O Poder Judiciário em questão deve reconhecer as lutas que tivemos para garantir os nossos direitos de nossa tradição de mantermos a forma de nos alimentar e principalmente, o direito à territorialidade, compondo princípios permanentes da nossa soberania alimentar. Diferentemente das comunidades remanescentes quilombolas, para muitos de nós foi retirado direito de termos a terra para que pudéssemos nela ter uma forma de sobrevivência a partir do plantio e, com isso, nos negaram o direito de existir.

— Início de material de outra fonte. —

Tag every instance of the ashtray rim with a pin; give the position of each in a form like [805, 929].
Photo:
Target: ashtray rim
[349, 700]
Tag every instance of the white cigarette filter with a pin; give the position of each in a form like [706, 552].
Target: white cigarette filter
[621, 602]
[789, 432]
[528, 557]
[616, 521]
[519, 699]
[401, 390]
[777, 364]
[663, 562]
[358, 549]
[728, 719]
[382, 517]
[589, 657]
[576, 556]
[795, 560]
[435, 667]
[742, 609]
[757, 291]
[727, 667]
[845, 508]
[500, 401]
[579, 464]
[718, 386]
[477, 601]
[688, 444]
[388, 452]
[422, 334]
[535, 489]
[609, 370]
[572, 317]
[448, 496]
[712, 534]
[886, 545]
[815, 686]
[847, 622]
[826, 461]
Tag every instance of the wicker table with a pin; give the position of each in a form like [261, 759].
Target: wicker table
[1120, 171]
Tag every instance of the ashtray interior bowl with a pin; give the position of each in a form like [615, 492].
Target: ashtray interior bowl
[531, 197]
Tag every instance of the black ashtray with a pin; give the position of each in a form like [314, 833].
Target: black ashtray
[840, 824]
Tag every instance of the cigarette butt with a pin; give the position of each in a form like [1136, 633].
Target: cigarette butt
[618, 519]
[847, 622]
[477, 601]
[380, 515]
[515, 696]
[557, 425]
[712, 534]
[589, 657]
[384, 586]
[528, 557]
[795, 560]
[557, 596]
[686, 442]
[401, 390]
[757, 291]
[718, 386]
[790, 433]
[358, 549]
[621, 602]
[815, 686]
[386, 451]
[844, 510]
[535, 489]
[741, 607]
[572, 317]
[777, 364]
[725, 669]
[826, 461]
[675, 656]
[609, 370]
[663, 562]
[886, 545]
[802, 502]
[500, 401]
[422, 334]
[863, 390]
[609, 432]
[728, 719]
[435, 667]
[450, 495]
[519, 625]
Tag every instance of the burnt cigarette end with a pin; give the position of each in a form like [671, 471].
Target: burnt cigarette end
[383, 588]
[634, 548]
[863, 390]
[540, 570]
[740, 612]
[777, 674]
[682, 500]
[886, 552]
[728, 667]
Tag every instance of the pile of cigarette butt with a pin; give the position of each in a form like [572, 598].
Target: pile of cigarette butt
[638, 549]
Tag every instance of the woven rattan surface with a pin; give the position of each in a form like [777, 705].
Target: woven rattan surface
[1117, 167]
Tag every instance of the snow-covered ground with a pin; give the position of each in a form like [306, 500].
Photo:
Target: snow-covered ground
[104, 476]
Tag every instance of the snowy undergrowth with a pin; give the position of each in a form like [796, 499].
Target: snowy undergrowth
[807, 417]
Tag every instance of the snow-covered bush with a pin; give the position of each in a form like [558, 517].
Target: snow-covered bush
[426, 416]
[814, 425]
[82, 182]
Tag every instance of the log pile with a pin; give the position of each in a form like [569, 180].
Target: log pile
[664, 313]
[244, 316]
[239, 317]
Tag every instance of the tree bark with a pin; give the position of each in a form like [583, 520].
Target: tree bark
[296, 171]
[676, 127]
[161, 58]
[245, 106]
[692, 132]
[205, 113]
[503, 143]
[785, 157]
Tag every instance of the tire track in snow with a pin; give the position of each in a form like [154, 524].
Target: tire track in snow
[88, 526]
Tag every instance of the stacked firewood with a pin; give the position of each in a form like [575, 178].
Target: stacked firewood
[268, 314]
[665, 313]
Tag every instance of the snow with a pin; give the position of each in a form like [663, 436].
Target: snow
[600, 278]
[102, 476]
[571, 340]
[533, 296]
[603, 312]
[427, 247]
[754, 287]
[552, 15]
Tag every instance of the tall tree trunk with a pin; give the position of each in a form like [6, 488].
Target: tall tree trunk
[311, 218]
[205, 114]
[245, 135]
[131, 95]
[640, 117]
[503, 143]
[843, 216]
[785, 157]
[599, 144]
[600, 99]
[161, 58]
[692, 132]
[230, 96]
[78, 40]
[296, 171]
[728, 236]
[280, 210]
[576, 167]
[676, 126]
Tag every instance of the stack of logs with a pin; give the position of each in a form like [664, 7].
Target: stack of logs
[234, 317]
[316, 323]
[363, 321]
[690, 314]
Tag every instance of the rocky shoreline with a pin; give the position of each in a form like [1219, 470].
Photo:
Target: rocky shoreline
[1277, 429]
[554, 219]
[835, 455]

Na história recente, em 30 de abril de 2008, foi divulgado o conteúdo de uma carta datada de 11 de agosto de 1889 encontrada no Memorial Visconde de Mauá no Rio de Janeiro. A carta foi escrita pela Princesa Isabel para o sócio de Mauá, Visconde de Santa Victória, com conteúdo que revela suas intenções e do imperador D. Pedro II em prover condições dignas de sobrevivência e inserção da população ex-escravizada na sociedade brasileira, defendendo a indenização ao povo, a constituição de um fundo para a compra e doação de terras que lhes permitissem sobreviver e se inserir socialmente pela exploração agrária e pecuniária sustentada, além do sufrágio feminino. A carta daquela autoridade imperial foi escrita sob a égide da Constituição Política do Império do Brasil de 25.03.1824, vigente até a Constituição da República dos Estados Unidos do Brasil, decretada e promulgada pelo Congresso Nacional Constituinte, em 24.02.1891. Sobre essa carta, Sueli Carneiro (2008), no Portal Geledés, avalia a declaração da “necessidade de formação de um fundo para sustentar o projeto político da princesa e os esforços empreendidos pelo imperador para viabilizá-lo aparecem assim descritos”1:

“11 de agosto de 1889 Paço Isabel

Corte midi

Caro Snr. Visconde de santa Victória

Fui informada por papai que me collocou a par da intenção e do envio dos fundos de seo Banco em forma de doação como indenização aos ex-escravos libertos em 13 de Maio do anno passado, e o sigilo que o Snr. pidio ao prezidente do gabinete para não provocar maior reacção violenta dos escravocratas. Deus nos proteja si os escravocratas e os militares saibam deste nosso negócio

1 CARNEIRO, Sueli. A carta da Princesa por Sueli Carneiro. Publicado em 07/10/2008, Portal Geledes. Disponível em: <https://www.geledes.org.br/carta-da-princesa-por-sueli-carneiro/?utm_source=pushnews&utm_medium=pushnotification>. Acesso em 18 de maio de 2020.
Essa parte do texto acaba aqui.